A female as protagonist is found only in Song of Songs. While controversial among some theologians, for those unafraid to engage, it can provide a critical perspective on gender equality and enlighten our understanding of gender roles and masculine normativity. What pathways do engage that female voice open up to us? In the wake of #MeToo and the deconstruction of unequal physical agency, especially among those marginalised in our society, how might this scripture inform and reform our social norms?
In our “McLives,” (Macdonald Golden Arches fame type of lives) we are often racing to get somewhere, racing to be on time for another meeting, racing to deliver our children to their practices before running laps is required for tardiness. In these fast-paced lives we often rush through what should be important interactions and thoughtful conversations. This includes our prayer lives. With the popularity of movies like War Room, the notion of a prayer closet has been reintroduced. The ancestors often spoke of tarrying in the spirit to “have a little talk with Jesus and tell him all about our troubles.” The delight the author takes in seeing her beloved come near is borne of a deep longing to be in one another’s presence. That level of joy is not birthed in quick exchanges. In our over-scheduled lives, is time with God on the calendar?

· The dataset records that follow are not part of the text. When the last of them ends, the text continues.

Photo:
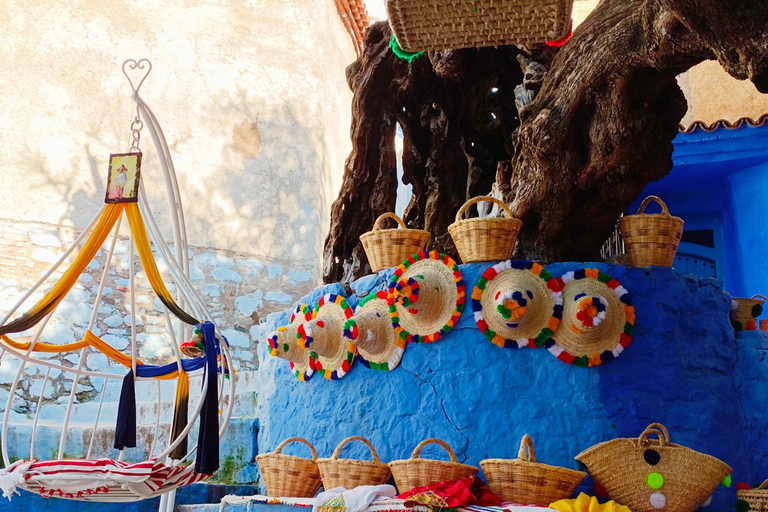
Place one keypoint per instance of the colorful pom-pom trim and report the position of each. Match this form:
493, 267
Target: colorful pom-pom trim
460, 297
626, 335
351, 332
553, 285
306, 313
305, 339
400, 53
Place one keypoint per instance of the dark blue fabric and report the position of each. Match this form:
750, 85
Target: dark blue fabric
125, 428
207, 460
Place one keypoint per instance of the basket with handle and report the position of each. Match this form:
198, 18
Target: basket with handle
350, 473
756, 498
744, 312
485, 239
525, 481
422, 25
387, 248
651, 239
641, 473
287, 475
418, 472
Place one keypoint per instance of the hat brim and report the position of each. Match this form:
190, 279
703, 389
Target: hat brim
412, 328
546, 303
394, 346
338, 364
302, 369
589, 348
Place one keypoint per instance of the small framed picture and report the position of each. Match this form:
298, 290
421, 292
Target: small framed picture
123, 178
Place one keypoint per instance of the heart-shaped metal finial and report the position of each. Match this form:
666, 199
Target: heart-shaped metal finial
141, 65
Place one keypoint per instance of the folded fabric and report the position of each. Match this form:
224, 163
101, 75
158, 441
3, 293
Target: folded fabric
12, 476
354, 500
458, 493
584, 503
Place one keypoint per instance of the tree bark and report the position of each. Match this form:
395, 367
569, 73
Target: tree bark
598, 130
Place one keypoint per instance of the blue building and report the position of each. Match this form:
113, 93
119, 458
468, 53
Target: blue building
719, 187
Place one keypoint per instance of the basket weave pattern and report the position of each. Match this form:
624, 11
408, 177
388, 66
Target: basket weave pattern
525, 481
757, 497
387, 248
745, 311
287, 475
485, 239
622, 468
651, 239
447, 24
418, 472
349, 473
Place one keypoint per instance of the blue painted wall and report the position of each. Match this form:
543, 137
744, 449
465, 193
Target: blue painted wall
682, 369
721, 177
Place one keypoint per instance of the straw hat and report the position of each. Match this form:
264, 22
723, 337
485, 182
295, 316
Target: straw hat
598, 319
282, 344
371, 331
426, 297
517, 304
323, 337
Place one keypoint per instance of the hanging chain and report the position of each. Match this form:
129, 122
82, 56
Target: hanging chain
136, 127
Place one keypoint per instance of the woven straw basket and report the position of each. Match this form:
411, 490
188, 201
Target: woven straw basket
421, 25
623, 467
418, 472
651, 239
289, 476
349, 473
756, 498
485, 239
528, 482
387, 248
746, 312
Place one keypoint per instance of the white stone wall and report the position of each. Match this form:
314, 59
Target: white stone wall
254, 103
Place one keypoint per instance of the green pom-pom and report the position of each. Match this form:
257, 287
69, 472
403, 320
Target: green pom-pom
402, 54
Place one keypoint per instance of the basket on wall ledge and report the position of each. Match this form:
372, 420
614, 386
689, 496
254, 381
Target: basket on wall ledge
287, 475
525, 481
485, 239
647, 475
422, 25
418, 472
387, 248
651, 239
756, 499
744, 312
349, 473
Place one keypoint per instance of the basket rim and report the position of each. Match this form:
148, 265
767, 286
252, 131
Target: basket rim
529, 464
395, 231
633, 442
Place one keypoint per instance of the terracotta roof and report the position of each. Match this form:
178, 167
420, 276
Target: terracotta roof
354, 16
722, 123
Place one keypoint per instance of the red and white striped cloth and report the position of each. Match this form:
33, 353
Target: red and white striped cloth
78, 478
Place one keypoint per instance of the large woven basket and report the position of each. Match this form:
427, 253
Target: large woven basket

So often Christianity or religion in general is eschewed as being too demanding, placing a heavy burden upon believers. In some circles there is the thought that life as a Christian is too confining or restrictive. We are all so staid, dour miserable and wowsers it is said. These criticisms are derived from a belief that old friends and familiar places will have to be sacrificed on the altar of piety. Yet the verses in Matthew 11:28-30 are the very antithesis of burden.
One translation reads, “My yoke is easy to bear, and my burden is light.” The writer of Matthew from this week’s scripture informs the reader that humble submission to God actually brings freedom and a way to lighten the load. Unlike the yoke of oxen, which is heavy and conjures images of being forced to work hard in the heat of the day, the yoke of Christ is love and companionship. As the Lord’s Prayer illustrates so beautifully, those who walk with Christ want for nothing. Do our lives witness to Christ as burden-bearer?